Cosa accade quando il lavoratore raggiunge i requisiti per poter accedere alla pensione?

Nel momento in cui il lavoratore matura i requisiti (età e contribuzione) necessari per poter accedere alla pensione:

  • può decidere di ritirarsi definitivamente dal lavoro;
  • può accedere alla pensione e, in alcuni casi, proseguire l’attività lavorativa;
  • può esprimere la volontà di proseguire, senza interruzione, la propria attività lavorativa, fino al raggiungimento dei 70 anni di età.

SE IL LAVORATORE INTENDE CONGEDARSI DEFINITIVAMENTE

Qualsiasi sia la pensione che il lavoratore andrà a percepire (pensione di vecchiaia o diverse forme di pensione anticipata), ha l’obbligo di rassegnare le proprie dimissioni, pena l’impossibilità di procedere alla presentazione della domanda di pensione.

Tuttavia, occorre precisare che l’obbligo di cessare l’attività lavorativa per poter presentare la domanda vale soltanto per coloro che hanno un contratto di lavoro subordinato, mentre tale obbligo non sussiste per coloro che svolgono un’attività di tipo autonomo oppure parasubordinato.

PROSECUZIONE DEL RAPPORTO FINO A 70 ANNI

La possibilità per il lavoratore, che ha maturato i requisiti pensionistici, di proseguire l’attività lavorativa fino ai 70 anni di età, è stata introdotta nel nostro ordinamento dall’art. 24 comma 4 D.L. n. 201/2011.

Per quanto riguarda tale possibilità, la Corte di Cassazione a Sezioni Unite, con sentenza n. 17589/2015, ha precisato che tale previsione non attribuisce al lavoratore un diritto, bensì una semplice facoltà.

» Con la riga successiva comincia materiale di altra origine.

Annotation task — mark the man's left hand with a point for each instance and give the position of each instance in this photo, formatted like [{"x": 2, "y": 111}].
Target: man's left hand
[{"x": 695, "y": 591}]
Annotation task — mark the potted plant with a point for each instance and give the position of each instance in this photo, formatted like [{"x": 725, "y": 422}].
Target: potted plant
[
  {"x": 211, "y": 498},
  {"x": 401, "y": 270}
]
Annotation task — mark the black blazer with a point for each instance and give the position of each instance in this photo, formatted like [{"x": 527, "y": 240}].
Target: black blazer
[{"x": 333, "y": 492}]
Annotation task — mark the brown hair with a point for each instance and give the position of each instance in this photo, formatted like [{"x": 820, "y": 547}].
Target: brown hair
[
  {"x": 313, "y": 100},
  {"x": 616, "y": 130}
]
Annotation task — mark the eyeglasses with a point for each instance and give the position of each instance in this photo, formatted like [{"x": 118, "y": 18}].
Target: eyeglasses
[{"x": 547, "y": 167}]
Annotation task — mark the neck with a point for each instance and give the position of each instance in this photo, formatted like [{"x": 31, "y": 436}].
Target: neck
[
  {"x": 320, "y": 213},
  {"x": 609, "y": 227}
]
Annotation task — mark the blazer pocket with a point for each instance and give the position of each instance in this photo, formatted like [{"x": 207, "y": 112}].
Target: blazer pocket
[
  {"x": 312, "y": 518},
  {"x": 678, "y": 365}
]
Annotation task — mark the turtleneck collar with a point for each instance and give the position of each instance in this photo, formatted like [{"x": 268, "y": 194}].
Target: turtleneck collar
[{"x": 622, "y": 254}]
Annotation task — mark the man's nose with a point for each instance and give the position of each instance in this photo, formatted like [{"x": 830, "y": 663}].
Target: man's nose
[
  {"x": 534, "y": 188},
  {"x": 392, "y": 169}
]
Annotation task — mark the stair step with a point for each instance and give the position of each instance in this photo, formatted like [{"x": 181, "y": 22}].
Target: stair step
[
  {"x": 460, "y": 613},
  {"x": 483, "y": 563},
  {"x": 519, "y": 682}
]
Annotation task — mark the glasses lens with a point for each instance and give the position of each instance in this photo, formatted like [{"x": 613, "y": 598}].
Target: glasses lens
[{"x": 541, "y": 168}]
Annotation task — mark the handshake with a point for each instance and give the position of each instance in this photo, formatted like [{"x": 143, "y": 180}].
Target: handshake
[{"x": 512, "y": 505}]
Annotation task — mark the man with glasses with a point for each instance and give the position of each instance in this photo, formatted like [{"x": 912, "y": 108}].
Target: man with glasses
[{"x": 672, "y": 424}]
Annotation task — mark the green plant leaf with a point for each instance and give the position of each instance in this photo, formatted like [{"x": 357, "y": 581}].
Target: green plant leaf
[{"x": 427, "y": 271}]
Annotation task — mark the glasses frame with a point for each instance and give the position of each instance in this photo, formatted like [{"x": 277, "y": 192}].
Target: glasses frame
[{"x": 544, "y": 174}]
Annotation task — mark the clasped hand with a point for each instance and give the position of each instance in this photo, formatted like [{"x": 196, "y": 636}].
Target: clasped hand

Ciò significa che, per dar corso a tale fattispecie, oltre al verificarsi di determinate condizioni previdenziali, è necessario che il datore di lavoro e il lavoratore interessato stabiliscano consensualmente la prosecuzione del rapporto di lavoro sulla base di una reciproca valutazione di interessi.

RIASSUNZIONE DEL LAVORATORE PENSIONATO

Qualora le parti si accordino per la prosecuzione del rapporto di lavoro anche in costanza della percezione della pensione da parte del lavoratore, lo stesso è tenuto comunque a presentare le dimissioni al proprio datore di lavoro.

L’INPS prevede che, tra le dimissioni e la conseguente riassunzione, debba trascorrere almeno 1 giorno di interruzione del rapporto di lavoro. Le parti, inoltre, devono effettuare una serie di adempimenti che dimostrino la cessazione del rapporto di lavoro e la successiva riassunzione del lavoratore. A titolo esemplificativo, devono essere prodotte le comunicazioni obbligatorie (UNILAV), ma anche la liquidazione delle spettanze di fine rapporto come il TFR, i ratei di mensilità aggiuntive, i ratei di ferie, i permessi non goduti, ecc…

CUMULO TRA PENSIONE E REDDITO DA LAVORO

In generale, le pensioni di vecchiaia e di anzianità (c.d. pensione anticipata) sono totalmente cumulabili con i redditi da lavoro autonomo e dipendente.

Tuttavia, si precisa che, con la L. 26/2019, che ha introdotto il sistema “Quota 100”, è stato previsto che la pensione “Quota 100” non è cumulabile, fino alla maturazione dei requisiti per l’accesso alla pensione di vecchiaia, con i redditi da lavoro dipendente o autonomo, ad eccezione di quelli derivanti da lavoro autonomo occasionale, nel limite di euro 5.000 lordi annui.

LICENZIAMENTO AD NUTUM DEL LAVORATORE PENSIONABILE

Quando il lavoratore matura i requisiti anagrafici (età) e contributivi (almeno 20 anni di contributi) per accedere al trattamento pensionistico di vecchiaia, il datore di lavoro può risolvere il contratto di lavoro, anche in assenza di motivazione, seppur nel rispetto dei termini di preavviso (licenziamento “ad nutum”).